Thanks for your help!
--Murphy
 
J

Jezebel

One approach to managing your wordlistis to store it in Excel rather than
word. Then you can read the Excel vector directly into an array --

Dim pxlApp As Excel.Application
Dim pxlBook As Excel.Workbook
Dim pxlSheet As Excel.Worksheet
Dim pData() As Variant

Set pxlApp = Excel.Application
Set pxlBook = pxlApp.Workbooks.Open(FileName:="c:\...\Book1.xls")
Set pxlSheet = pxlBook.Worksheets("Sheet1")

pData = pxlSheet.Range("A1:A15000")

Note that pData always comes back as a two-dimensional array, even if one of
the dimensions has a range of one (eg in this case, pData(1, 1) to
pData(15000,1).


As for the inflected word forms: you could side-step a lot of the problems
if, instead of taking the words in your document and checking if they are in
your wordlist, you do it the other way round: iterate your wordlist, and
check if they are in the document. Then, in many (but obviously not all)
cases, you need only look for word stems.

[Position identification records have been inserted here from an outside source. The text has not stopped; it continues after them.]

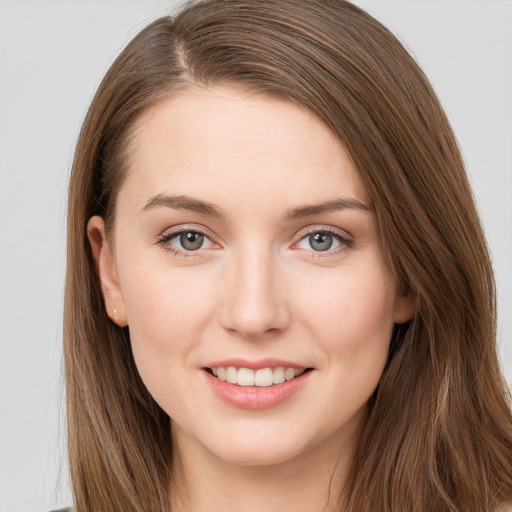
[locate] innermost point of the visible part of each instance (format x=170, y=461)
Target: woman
x=278, y=290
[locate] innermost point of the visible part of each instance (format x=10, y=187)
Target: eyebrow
x=210, y=210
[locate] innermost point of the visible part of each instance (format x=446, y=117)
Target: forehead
x=232, y=144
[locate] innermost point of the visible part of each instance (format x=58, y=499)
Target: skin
x=256, y=288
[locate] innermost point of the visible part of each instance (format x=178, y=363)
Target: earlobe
x=405, y=308
x=107, y=272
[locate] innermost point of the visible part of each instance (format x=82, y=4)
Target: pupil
x=191, y=241
x=320, y=241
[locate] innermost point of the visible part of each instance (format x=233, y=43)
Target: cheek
x=167, y=312
x=353, y=325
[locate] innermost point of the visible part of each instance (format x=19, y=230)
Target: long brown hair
x=439, y=433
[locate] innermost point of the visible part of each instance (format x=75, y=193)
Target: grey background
x=52, y=56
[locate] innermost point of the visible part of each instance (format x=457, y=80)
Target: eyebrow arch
x=204, y=208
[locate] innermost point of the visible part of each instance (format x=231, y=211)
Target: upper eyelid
x=302, y=233
x=344, y=236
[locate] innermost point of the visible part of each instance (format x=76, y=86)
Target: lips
x=255, y=384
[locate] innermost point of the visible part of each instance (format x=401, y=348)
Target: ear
x=405, y=307
x=107, y=272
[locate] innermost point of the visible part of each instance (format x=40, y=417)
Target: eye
x=324, y=241
x=185, y=241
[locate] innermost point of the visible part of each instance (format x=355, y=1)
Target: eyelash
x=346, y=242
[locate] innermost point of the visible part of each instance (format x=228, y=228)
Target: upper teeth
x=261, y=378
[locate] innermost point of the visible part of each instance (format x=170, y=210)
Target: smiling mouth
x=265, y=377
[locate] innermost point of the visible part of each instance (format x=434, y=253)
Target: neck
x=311, y=482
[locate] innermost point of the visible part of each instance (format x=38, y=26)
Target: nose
x=255, y=303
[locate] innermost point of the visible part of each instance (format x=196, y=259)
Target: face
x=245, y=246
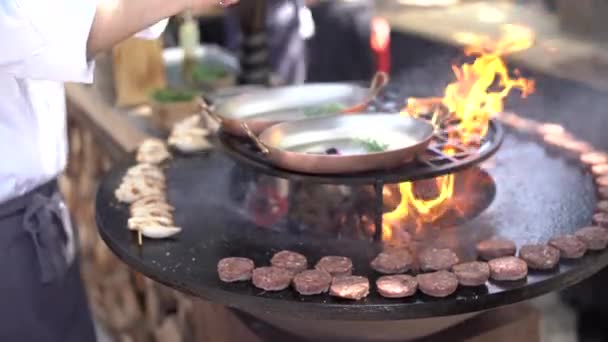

Eg, if the various forms of 'redundant' are proscribed, searching for
'redund' will get a match on 'redunant', 'redundancy', 'redundancies', etc.

It might also be worth looking at some of the work that's been done on text
tagging and text mining (eg see
http://itre.cis.upenn.edu/~myl/languagelog/archives/003753.html and the
links therein). Academics are often very generous with their software; so
you might find that this task has already been dealt with.